Il a indiqué que son gouvernement irait quand même de l’avant avec un renvoi devant la Cour suprême de la Colombie-Britannique afin de déterminer si les provinces ont le pouvoir de limiter les matières qui circulent sur leur territoire.

Pour sa part, la première ministre de l’Alberta, qui avait évoqué la possibilité que sa province investisse directement dans le projet Trans Mountain, a salué la décision du gouvernement Trudeau, affirmant que les délais entourant sa construction coûtent 40 millions de dollars par jour à l’économie canadienne.

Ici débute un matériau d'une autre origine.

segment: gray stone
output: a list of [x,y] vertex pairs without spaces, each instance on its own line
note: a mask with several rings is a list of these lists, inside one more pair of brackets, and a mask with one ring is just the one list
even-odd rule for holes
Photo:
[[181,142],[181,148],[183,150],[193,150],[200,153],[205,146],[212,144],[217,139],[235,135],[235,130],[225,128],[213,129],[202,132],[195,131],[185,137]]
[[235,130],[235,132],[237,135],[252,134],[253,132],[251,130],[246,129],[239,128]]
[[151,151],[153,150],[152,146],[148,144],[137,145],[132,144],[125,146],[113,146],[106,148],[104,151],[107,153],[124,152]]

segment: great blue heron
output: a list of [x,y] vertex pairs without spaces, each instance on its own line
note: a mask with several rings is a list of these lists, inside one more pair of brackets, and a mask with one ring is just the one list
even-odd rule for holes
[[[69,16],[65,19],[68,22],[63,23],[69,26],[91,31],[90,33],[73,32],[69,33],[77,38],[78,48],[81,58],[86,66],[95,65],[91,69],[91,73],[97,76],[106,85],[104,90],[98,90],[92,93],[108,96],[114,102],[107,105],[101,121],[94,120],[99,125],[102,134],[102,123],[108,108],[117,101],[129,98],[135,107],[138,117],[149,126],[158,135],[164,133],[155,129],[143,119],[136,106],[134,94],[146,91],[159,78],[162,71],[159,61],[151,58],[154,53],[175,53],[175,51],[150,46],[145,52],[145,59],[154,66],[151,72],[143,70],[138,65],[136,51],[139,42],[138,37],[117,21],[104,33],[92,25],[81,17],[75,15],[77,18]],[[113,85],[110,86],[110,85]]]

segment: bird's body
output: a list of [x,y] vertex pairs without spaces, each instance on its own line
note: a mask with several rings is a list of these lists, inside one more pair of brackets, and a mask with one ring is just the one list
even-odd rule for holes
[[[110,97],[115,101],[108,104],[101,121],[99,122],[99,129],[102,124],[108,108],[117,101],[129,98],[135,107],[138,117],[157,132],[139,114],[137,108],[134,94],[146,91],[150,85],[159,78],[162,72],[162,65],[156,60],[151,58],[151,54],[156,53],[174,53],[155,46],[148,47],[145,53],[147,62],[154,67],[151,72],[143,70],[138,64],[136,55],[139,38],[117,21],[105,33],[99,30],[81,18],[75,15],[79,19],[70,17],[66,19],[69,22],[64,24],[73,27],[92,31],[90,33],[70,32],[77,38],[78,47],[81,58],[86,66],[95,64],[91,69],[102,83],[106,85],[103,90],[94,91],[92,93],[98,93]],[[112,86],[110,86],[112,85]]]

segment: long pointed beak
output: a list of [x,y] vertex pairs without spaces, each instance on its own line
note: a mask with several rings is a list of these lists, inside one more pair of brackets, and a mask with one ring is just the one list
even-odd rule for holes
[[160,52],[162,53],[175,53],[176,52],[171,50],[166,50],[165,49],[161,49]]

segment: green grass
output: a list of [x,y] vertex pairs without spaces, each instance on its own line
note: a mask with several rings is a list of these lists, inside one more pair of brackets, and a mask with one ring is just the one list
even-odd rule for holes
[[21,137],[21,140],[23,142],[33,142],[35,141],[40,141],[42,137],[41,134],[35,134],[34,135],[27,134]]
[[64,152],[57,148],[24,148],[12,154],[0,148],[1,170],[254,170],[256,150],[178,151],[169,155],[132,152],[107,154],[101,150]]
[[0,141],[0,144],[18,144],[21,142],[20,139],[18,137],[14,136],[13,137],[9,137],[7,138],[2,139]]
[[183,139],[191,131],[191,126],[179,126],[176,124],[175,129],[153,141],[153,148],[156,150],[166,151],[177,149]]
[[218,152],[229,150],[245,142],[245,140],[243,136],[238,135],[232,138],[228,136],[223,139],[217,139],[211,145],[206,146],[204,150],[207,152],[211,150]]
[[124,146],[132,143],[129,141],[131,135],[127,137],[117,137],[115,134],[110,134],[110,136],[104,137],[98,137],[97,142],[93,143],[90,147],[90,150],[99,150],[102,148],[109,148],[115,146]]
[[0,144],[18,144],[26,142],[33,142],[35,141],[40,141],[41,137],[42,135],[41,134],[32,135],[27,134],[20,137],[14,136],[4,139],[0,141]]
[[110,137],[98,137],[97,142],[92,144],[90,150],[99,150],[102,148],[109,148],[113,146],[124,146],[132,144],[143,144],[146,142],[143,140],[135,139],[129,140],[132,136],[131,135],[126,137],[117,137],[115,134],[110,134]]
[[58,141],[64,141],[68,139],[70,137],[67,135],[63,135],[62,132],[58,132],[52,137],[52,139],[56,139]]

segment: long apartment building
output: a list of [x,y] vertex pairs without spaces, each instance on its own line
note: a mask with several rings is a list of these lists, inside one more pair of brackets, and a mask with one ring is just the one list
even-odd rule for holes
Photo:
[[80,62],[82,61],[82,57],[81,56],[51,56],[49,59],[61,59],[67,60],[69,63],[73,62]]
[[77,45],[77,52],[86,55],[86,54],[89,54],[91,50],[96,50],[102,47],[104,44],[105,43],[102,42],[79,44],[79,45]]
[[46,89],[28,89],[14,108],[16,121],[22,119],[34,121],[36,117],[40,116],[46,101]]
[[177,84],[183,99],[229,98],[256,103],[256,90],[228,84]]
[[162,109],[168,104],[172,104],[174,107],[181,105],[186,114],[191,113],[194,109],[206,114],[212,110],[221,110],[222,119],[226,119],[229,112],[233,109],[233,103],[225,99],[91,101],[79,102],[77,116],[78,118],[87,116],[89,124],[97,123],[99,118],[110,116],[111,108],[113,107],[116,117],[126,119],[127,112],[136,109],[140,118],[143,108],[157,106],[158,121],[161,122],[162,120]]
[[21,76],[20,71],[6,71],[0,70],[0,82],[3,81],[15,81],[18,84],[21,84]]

Greenpeace Canada condamne la décision de Trudeau

Les groupes environnementaux ont rapidement dénoncé l’annonce du premier ministre Justin Trudeau. « Le gouvernement fédéral n’aura jamais assez d’argent pour “acheter l’opposition” à ce pipeline, car celle-ci est fortement ancrée dans une optique de protection de l’environnement, de respect de nos engagements climatiques et de réconciliation avec les peuples autochtones. Si Justin Trudeau croit pouvoir faire construire ce pipeline, il interprète mal la Constitution, se trompe sur l’électorat, en particulier au Québec, et sous-estime l’opposition sur le terrain », a déclaré le responsable de la campagne Énergie-Climat de Greenpeace Canada, Patrick Bonin.

Craintes pour les eaux côtièreS

L’élargissement de l’oléoduc Trans Mountain, qui relie la ville d’Edmonton, en Alberta, à la ville de Burnaby, en banlieue de Vancouver, soulève de nombreuses craintes. Entre autres choses, les opposants au projet craignent que l’augmentation du nombre de pétroliers dans les eaux de l’île de Vancouver n’entraîne un plus grand risque d’accidents et de déversements.

À l’heure actuelle, seulement cinq pétroliers se rendent au terminal Westridge de Kinder Morgan, dans le port de Burnaby, pour transporter du pétrole jusqu’aux marchés de l’Asie.

L’élargissement triplerait la capacité de l’oléoduc Trans Mountain, permettant d’acheminer 890 000 barils de pétrole par jour contre 300 000 barils actuellement. Cette augmentation de la capacité aurait pour effet de multiplier par sept (à 34) le nombre de pétroliers qui vont et viennent au port de Burnaby.

Le port de Vancouver, qui est situé dans la même région, est le plus achalandé du pays en raison de la température plus clémente qui y règne.

Les pétroliers doivent franchir la distance de 80 milles nautiques (environ 148 kilomètres) dans les eaux qui mènent jusqu’au port de Burnaby. Le transport maritime est fort achalandé dans ces eaux. Quand ils arrivent dans les eaux près de l’île de Vancouver, les pétroliers sont tirés par un remorqueur jusqu’à leur destination finale. La même procédure s’applique quand ils quittent le port de Burnaby avec leur cargaison de pétrole.